The Colonel looked at the copied marks scratched by the monster with one of its own teeth on the door of its cell. The spongy old paper was crumpled and cracked, and the marks were blurred by time, and by the dampness of lumber rooms and the moisture of my body. He looked at them, found a piece of paper and a pencil, laid the paper against a wall, and copied the inscription, holding the pencil half an inch from the point. When he turned, I saw that the red of his face had faded to grayish pink.
“Well?” I said.
“Little Sato had been baptized, you know. He was a Christian, among other things. I don’t know if I mentioned it.”
“No, you didn’t. Why?”
“Why, this says: I was asleep with my wife . It was all a bad dream . Now I know that it was not a dream . God have mercy on poor Sato who must die . Hiroshima 1945 . How can it be? Sato had a wife, and they lived somewhere in Hiroshima. . . . He was in the Jap navy—submarines—and he was on leave in August, 1945, when they dropped that damned thing which I wish to God they’d never thought of. I don’t understand this. There must be a mistake somewhere. Yet this is Sato all right. What do you make of it? This beats me. I suppose, of course, poor little Sato got it when we dropped that confounded atom bomb. But—”
“I never was in favor of fiddling about with atoms,” I said, “it always seemed to me that there is a limit to what one ought to know. All those fantastic blasts and horrible disintegrations! One feels like the sorceror’s apprentice! You will observe, by the way, that this wretched Brighton Monster suffered from peculiar cancerous sores?”
The Colonel said: “Poor Sato! I liked the little fellow.
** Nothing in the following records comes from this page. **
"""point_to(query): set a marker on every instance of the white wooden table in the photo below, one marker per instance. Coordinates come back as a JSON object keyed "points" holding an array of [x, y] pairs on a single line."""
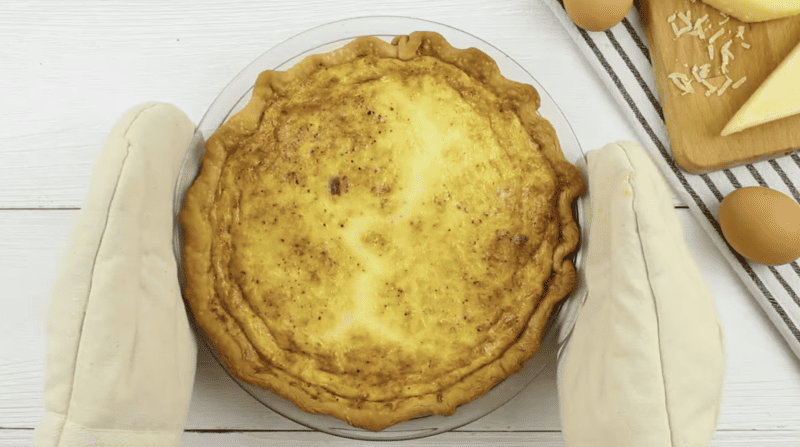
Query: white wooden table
{"points": [[69, 70]]}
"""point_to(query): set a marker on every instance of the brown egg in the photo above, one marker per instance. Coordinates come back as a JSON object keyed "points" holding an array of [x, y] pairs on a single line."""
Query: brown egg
{"points": [[761, 224], [597, 15]]}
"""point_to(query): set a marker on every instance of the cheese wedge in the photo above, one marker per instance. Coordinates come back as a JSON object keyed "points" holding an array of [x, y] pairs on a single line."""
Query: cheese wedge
{"points": [[778, 97], [757, 10]]}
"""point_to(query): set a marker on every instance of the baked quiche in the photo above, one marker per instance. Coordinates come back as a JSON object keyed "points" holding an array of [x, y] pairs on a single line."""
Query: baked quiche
{"points": [[382, 232]]}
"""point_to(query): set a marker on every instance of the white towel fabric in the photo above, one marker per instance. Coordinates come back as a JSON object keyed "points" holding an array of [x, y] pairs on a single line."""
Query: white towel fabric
{"points": [[621, 58], [641, 359], [120, 351]]}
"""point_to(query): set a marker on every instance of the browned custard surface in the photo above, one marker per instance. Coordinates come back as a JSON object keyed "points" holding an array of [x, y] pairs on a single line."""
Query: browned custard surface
{"points": [[381, 233]]}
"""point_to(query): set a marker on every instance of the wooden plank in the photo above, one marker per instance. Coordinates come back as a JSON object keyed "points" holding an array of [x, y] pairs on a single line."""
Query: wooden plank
{"points": [[762, 388], [694, 121], [777, 438]]}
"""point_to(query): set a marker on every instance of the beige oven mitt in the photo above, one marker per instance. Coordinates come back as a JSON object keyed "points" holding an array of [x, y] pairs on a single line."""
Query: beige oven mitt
{"points": [[120, 351], [641, 360]]}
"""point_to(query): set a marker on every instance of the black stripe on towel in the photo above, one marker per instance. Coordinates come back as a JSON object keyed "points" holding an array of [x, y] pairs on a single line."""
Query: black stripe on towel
{"points": [[638, 41], [682, 179], [732, 178], [656, 105]]}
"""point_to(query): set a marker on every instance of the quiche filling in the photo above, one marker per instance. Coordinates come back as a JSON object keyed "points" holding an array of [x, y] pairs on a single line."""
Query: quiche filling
{"points": [[381, 232]]}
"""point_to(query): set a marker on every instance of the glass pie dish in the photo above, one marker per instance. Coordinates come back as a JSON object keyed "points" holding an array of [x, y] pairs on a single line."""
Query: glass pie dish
{"points": [[324, 39]]}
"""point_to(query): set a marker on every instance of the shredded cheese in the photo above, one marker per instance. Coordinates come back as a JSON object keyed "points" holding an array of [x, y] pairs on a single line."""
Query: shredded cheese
{"points": [[698, 27], [728, 82], [727, 56], [716, 36]]}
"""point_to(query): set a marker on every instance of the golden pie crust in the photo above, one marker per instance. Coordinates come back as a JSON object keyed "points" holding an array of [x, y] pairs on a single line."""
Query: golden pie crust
{"points": [[382, 232]]}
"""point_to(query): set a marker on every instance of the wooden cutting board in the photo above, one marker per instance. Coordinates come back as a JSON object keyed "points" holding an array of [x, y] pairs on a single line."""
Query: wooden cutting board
{"points": [[695, 120]]}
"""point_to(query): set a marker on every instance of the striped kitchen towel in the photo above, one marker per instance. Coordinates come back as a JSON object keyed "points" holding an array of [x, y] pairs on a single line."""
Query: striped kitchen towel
{"points": [[620, 56]]}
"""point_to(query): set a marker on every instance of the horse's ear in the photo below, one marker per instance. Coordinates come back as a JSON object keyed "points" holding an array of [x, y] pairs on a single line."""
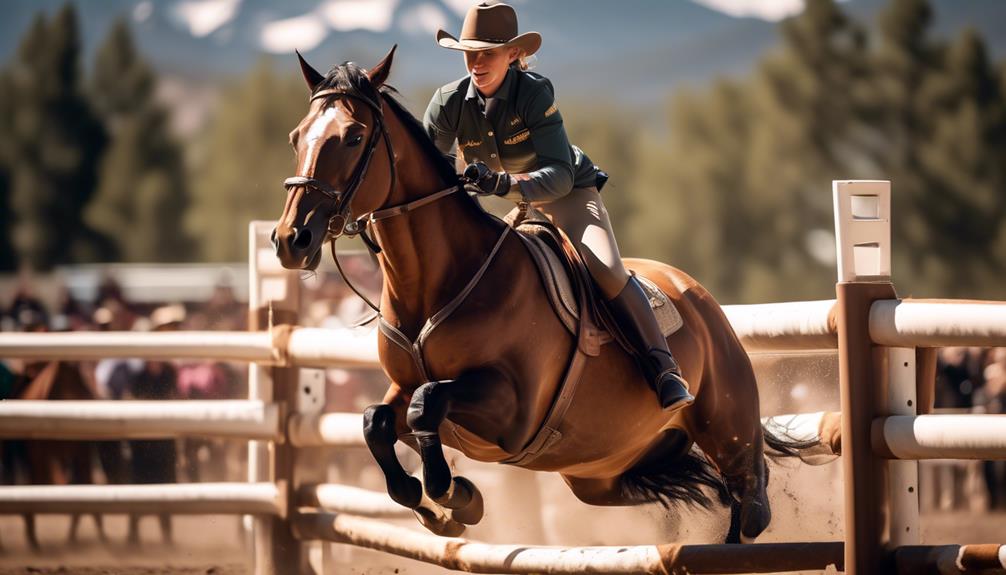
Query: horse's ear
{"points": [[378, 74], [311, 75]]}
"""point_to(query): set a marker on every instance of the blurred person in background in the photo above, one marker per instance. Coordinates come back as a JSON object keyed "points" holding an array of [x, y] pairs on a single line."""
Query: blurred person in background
{"points": [[222, 311], [113, 378], [991, 398], [959, 375], [530, 160], [155, 460], [204, 458]]}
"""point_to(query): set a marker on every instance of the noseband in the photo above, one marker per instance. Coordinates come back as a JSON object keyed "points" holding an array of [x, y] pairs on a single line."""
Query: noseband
{"points": [[339, 222]]}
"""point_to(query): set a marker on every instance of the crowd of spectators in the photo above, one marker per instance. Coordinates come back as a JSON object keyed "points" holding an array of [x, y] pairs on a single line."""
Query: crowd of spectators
{"points": [[970, 380]]}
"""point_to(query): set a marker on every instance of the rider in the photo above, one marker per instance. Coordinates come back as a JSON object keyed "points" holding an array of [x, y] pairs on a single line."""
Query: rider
{"points": [[507, 127]]}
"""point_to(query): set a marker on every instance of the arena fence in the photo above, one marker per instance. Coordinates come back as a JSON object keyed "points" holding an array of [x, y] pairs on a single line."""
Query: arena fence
{"points": [[883, 344]]}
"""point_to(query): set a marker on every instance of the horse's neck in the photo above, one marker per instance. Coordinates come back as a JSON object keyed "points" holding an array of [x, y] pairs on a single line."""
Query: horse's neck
{"points": [[430, 254]]}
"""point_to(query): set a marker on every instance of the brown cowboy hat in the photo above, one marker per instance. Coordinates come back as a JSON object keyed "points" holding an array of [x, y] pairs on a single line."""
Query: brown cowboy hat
{"points": [[490, 25]]}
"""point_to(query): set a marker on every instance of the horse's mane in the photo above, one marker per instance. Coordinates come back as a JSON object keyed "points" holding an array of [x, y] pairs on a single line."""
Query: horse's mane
{"points": [[350, 77]]}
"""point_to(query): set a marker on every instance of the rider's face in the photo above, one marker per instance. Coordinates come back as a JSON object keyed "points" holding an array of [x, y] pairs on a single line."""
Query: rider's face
{"points": [[488, 67]]}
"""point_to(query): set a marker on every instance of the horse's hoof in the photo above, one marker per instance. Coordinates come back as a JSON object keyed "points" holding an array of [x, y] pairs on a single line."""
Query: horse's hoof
{"points": [[756, 515], [471, 513], [439, 523], [408, 494]]}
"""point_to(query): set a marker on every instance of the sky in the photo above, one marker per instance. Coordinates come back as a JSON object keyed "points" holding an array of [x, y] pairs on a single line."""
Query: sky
{"points": [[305, 31]]}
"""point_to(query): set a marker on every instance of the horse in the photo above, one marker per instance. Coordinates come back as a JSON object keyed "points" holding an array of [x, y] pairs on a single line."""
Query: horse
{"points": [[57, 462], [474, 351]]}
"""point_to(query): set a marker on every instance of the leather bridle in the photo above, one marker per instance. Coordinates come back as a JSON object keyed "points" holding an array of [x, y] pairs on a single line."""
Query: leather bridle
{"points": [[337, 222]]}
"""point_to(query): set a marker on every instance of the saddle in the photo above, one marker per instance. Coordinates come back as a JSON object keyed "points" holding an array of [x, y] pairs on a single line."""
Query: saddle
{"points": [[575, 300], [580, 309]]}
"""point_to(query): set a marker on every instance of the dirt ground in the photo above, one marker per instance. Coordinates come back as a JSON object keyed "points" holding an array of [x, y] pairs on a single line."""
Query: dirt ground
{"points": [[521, 507]]}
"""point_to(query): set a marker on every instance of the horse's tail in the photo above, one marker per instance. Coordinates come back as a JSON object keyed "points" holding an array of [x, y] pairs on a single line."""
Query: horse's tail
{"points": [[687, 478]]}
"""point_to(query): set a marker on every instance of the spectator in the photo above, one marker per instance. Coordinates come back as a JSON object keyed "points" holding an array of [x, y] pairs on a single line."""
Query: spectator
{"points": [[155, 460], [991, 398]]}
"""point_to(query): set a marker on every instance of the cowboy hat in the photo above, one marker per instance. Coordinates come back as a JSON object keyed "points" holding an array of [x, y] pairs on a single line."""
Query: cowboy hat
{"points": [[490, 25]]}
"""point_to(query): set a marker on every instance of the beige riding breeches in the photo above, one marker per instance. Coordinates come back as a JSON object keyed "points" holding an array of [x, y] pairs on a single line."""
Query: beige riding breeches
{"points": [[582, 216]]}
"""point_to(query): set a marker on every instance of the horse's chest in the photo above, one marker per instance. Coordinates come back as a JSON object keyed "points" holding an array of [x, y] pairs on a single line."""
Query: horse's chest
{"points": [[442, 354]]}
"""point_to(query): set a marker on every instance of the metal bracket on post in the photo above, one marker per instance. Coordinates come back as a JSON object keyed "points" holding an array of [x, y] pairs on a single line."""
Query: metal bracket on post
{"points": [[862, 231], [273, 296], [902, 474]]}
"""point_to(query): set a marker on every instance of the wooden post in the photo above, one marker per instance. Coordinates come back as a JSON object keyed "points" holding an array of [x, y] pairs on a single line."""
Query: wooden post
{"points": [[862, 225], [274, 299]]}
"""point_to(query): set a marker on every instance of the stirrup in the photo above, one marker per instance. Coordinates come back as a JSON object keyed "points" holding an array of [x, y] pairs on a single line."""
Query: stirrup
{"points": [[672, 390]]}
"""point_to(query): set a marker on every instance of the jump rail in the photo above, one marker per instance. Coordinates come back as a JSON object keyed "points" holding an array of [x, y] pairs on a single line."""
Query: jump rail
{"points": [[474, 557], [95, 419], [909, 437], [197, 499]]}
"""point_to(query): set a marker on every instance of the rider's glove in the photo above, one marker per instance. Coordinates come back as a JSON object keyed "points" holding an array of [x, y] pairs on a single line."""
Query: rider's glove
{"points": [[486, 182]]}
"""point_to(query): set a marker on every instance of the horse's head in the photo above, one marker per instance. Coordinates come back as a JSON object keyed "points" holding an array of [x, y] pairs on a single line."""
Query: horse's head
{"points": [[339, 139]]}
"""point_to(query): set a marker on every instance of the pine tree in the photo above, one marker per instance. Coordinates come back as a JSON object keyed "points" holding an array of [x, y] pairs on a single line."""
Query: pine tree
{"points": [[7, 260], [905, 60], [247, 157], [55, 145], [806, 103], [964, 160], [143, 167]]}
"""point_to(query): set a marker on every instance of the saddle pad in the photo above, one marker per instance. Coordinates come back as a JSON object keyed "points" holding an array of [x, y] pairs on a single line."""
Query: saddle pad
{"points": [[560, 293]]}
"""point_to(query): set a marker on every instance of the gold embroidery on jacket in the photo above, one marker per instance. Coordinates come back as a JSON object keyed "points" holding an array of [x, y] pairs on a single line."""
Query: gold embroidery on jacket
{"points": [[517, 138]]}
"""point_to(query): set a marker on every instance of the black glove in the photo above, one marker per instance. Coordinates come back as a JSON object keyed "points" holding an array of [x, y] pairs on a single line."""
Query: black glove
{"points": [[486, 182]]}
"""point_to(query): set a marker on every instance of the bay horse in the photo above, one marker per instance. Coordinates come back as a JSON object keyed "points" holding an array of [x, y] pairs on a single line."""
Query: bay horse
{"points": [[54, 461], [474, 351]]}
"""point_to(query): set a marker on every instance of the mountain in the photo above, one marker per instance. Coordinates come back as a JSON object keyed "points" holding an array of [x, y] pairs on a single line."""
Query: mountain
{"points": [[630, 51]]}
But my dear Kersh, I hate to think what I can’t help thinking. To die, that’s nothing. It’s easier to die than to live, once you get the hang of it. But this nasty business—it seems to indicate that you don ’ t actually die when you run into one of those damned things. That was Sato, without a doubt. But imagine it—just imagine it! I don’t believe I ever mentioned that I was married once? You go to sleep happily, and then . . . Poor little Sato! Flipped back two hundred years. Or it might be forward two hundred years . . . Of course the earth turns and space shifts. He might have found himself in the middle of the Sahara Desert, or at the South Pole, or in some place where they’d worship him like a god straight out of heaven. But Kersh, Kersh, think of the horror of it! The nightmare—you were asleep—that turns out to be no nightmare at all. You wake up, with a sigh of relief, and there is your nightmare still. The loneliest death imaginable! Can you wonder at poor Sato’s despair? A Jap will kill himself as soon as look at you. So he ran out and threw himself into the sea. . . . How cold it must have been for him in Brighton in November!”
So, out of a salvage basket on the third floor of No. 93 Long Acre, London, W.C. 2 came the only evidence of a double death —the unique history of a man unhappily destined to be a victim of natural philosophy twice in two hundred years.
Here is food for thought, but I do not like the thought it feeds.
THE EXTRAORDINARILY HORRIBLE DUMMY
An uneasy conviction tells me that this story is true, but I hate to believe it. It was told to me by Ecco, the ventriloquist, who occupied a room next to mine in Busto’s apartment house. I hope he lied. Or perhaps he was mad? The world is so full of liars and lunatics that one never knows what is true and what is false.
All the same, if ever a man had a haunted look that man was Ecco. He was small and furtive. He had disturbing habits; five minutes of his company would have set your nerves on edge. For example, he would stop in the middle of a sentence, say Ssh! in a compelling whisper, look timorously over his shoulder and listen to something. The slightest noise made him jump. Like all Busto’s tenants, he had come down in the world. There had been a time when he topped bills and drew fifty pounds a week. Now, he lived by performing to theatre queues.